Dizzily he followed their bright career, unwilling to lower his eyes. The fire gobbled everything like a starving monster, crackling and crunching on bone-dry branches, hissing and spitting on green timber, licking up dribbles of resin from bleeding chunks of pinewood.
The heat struck his face and scorched his clothes. Tears baked on his cheeks. But his back was freezing, and a raw wind fingered the nape of his neck.
Father! thought Peer desperately. Where have you gone?
Suddenly he was sure the whole thing must be a bad dream. If he turned round, his father would be standing close, ready to give him a comforting squeeze. Behind me – just behind me! thought Peer. He turned slowly, stiffly, wanting to see his father’s thin, tanned face carved with deep lines of laughter and life. The black wind cut tears from his eyes. The sloping shingle beach ran steep and empty into the sea.

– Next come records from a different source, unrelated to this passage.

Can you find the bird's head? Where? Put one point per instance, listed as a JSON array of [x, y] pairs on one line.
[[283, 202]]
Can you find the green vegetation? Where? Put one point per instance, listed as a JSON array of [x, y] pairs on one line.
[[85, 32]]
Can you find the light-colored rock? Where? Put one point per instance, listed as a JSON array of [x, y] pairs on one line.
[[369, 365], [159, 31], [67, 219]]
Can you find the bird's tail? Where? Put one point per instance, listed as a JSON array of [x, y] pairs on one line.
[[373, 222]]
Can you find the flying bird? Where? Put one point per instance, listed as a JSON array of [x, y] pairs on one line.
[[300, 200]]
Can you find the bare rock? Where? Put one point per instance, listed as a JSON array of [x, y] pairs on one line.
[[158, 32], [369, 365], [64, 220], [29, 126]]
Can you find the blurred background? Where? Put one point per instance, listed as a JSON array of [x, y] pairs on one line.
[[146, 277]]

A small body bumped Peer’s legs. He reached down. His dog Loki leaned against him, a rough-haired, fleabitten brown mongrel – all the family Peer had left. Friends and neighbours crowded in a ring around the pyre, patiently watching and waiting. Their faces were curves of light and hollows of darkness: the flames lit up their steaming breath like dragon-smoke; they blew on their fingers and turned up their collars against the piercing wind.
The pyre flung violent shadows up and down the beach. Stones bigger than a man’s head blackened and cracked around it. Hidden in its white depths his father’s body lay, folded in flames.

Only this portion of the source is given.